In this summary judgment review, we do not decide what weight, if any, a fact-finder might give to such circumstantial proof in a trial on the merits.   We decide only the issue of whether the trial court erred in refusing to consider such evidence and in rendering a summary judgment without regard to such evidence.   We conclude that the trial court did so err and that such error requires a reversal of the summary judgment.   Having reached this decision, we need not address appellant's third point of error asserting that the trial court improperly considered the testator's will to be part of the summary judgment record.

The summary judgment is reversed, and the cause is remanded to the trial court.


1.   Black's Law Dictionary, 3rd Edition (1933) strictly defines “niece” and “nephew” as the “daughter (or son) of one's brother and sister.”   Black's revised 4th.   Edition (1968) expands this definition with an explanation that:  “In legal usage only children of brothers and sisters are called ‘nephews' and ‘nieces,’ children of husband's or wife's brothers and sisters being called only by courtesy.”   Black's 5th Edition (1979) and all subsequent editions have expanded this definition to mean that the terms “niece” and “nephew” include the sons and daughters of a brother-in-law or a sister-in-law, citing Webster's Third New International Dictionary of the English Language.   This enlarged definition has been adopted as current English usage in other respected dictionaries.   See, e.g., Webster's New Collegiate Dictionary;  The American Heritage Dictionary, Second College Edition;  and Random House Unabridged Dictionary Second Edition.
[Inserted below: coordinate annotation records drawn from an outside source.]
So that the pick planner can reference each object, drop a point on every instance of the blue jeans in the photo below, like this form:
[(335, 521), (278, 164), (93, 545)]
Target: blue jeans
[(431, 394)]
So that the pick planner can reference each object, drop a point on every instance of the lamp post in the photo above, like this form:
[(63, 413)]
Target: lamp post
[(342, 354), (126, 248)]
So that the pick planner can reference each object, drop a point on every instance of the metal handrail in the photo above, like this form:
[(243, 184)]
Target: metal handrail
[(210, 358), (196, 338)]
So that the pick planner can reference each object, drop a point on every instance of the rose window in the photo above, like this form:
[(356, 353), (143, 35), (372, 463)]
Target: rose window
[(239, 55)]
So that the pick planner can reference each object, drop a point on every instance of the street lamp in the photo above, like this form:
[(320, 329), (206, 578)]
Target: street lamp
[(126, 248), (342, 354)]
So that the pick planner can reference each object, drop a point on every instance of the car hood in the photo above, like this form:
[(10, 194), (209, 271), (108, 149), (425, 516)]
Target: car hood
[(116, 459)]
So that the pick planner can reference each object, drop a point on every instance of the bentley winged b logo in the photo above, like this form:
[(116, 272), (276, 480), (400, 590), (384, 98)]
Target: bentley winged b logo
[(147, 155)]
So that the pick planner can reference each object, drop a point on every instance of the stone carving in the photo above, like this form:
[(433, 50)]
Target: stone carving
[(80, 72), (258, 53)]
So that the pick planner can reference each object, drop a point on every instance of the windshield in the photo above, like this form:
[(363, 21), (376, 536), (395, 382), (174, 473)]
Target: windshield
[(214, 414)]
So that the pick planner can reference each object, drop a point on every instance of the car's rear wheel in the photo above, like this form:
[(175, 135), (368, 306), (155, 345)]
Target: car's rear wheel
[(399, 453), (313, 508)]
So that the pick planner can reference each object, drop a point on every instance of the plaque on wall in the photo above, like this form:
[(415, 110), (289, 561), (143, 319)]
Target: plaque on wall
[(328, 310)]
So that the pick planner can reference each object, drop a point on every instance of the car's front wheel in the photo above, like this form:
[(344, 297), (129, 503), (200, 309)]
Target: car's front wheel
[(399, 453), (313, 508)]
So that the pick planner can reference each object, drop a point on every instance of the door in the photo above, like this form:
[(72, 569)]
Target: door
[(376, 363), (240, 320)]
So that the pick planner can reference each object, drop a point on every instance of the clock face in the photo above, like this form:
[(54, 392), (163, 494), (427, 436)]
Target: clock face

2.   If, at the time the Pogues executed their wills in 1980, they had consulted current versions of the dictionaries published by Webster, Black's Law, American Heritage, or Random House, they would have found the words “niece” and “nephew” defined as meaning, respectively, a “daughter” and a “son” of “one's brother, sister, brother-in-law or sister in law.”

3.   Both wills contain provisions that expressly negate any intent to create a joint and mutual will with contractual obligations.   The testator's will, for example, provides:  “My wife and I are executing Wills at approximately the same time in which each of us is the primary beneficiary of the will of the other.   These Wills are not being made because of any agreement between my said wife and myself.   Either will may at any time be revoked at the sole discretion of the maker thereof.”

FRANK G. EVANS, Chief Justice (Retired).